可能性 ある 島 の

芸術鑑賞の備忘録

展覧会 束芋個展『Ghost Running』

展覧会『束芋「Ghost Running」』を干渉しての備忘録
Gallery KIDO Pressにて、2019年4月27日~5月26日。

束芋の版画展。

腕や足や胴や頭部など、人体の一部が、直方体の空間の中に浮かんでいる。様々な角度から組織・構造を見るためにつくられた人体標本の入ったガラスケース。その標本ケースから流れ出すように、様々な色があふれ出している。プリズムによって分光された光が粘性を持った流体と化しているかのようだ。

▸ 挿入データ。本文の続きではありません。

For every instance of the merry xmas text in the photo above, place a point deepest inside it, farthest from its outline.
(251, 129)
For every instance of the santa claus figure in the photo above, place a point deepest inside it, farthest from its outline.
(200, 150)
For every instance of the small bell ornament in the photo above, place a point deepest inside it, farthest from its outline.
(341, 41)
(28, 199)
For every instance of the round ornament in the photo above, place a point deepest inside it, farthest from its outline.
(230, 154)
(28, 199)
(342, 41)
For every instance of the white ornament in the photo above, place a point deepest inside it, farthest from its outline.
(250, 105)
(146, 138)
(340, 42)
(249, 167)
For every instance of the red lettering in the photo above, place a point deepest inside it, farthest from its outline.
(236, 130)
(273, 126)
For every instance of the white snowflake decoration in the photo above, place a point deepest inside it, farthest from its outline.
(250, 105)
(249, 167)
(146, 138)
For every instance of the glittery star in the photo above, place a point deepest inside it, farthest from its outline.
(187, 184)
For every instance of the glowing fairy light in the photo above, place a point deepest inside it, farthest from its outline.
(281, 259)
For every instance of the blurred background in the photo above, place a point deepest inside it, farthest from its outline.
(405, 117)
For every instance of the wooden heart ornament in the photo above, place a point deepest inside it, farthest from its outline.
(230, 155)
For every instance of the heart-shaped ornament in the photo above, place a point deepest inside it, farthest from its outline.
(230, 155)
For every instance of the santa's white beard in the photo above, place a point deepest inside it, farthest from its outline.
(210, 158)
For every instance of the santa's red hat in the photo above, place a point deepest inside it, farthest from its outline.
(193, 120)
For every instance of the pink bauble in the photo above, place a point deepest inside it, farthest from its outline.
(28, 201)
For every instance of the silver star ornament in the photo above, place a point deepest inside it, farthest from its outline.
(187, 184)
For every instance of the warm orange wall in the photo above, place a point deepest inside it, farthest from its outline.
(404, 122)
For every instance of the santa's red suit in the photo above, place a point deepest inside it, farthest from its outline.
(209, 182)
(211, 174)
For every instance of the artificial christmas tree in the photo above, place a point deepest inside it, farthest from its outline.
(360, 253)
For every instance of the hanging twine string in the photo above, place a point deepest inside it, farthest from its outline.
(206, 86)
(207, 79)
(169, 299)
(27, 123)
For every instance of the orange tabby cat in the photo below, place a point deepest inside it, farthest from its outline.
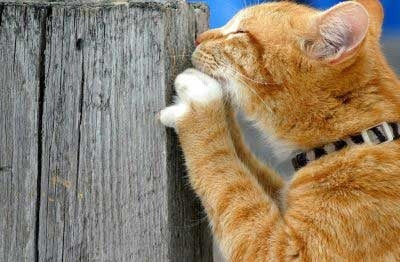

理解する、分かるとは、分けることだ。人体を理解するためには、人体を切り分ける必要があった。腑分け(解剖学)である。だが、人体は、切開しなくても3D画像で捉えることができようになった。コンピュータによってディスプレイ(平面)の中に立体空間を再現し、様々な角度から、身体の構造を捉えることができる。コンピュータによるシミュレーション(疑似体験)だ。だが、シミュレーションでは、取りこぼしてしまうモノ・コトがある。それは、解剖学や医学の領域に限った話ではないだろう。コンピュータによって組み立てられた世界から流れ出してゆく、鮮やかで豊かな魅惑的な何か。それらを掬い取るべく手を差し伸べなくてはならない。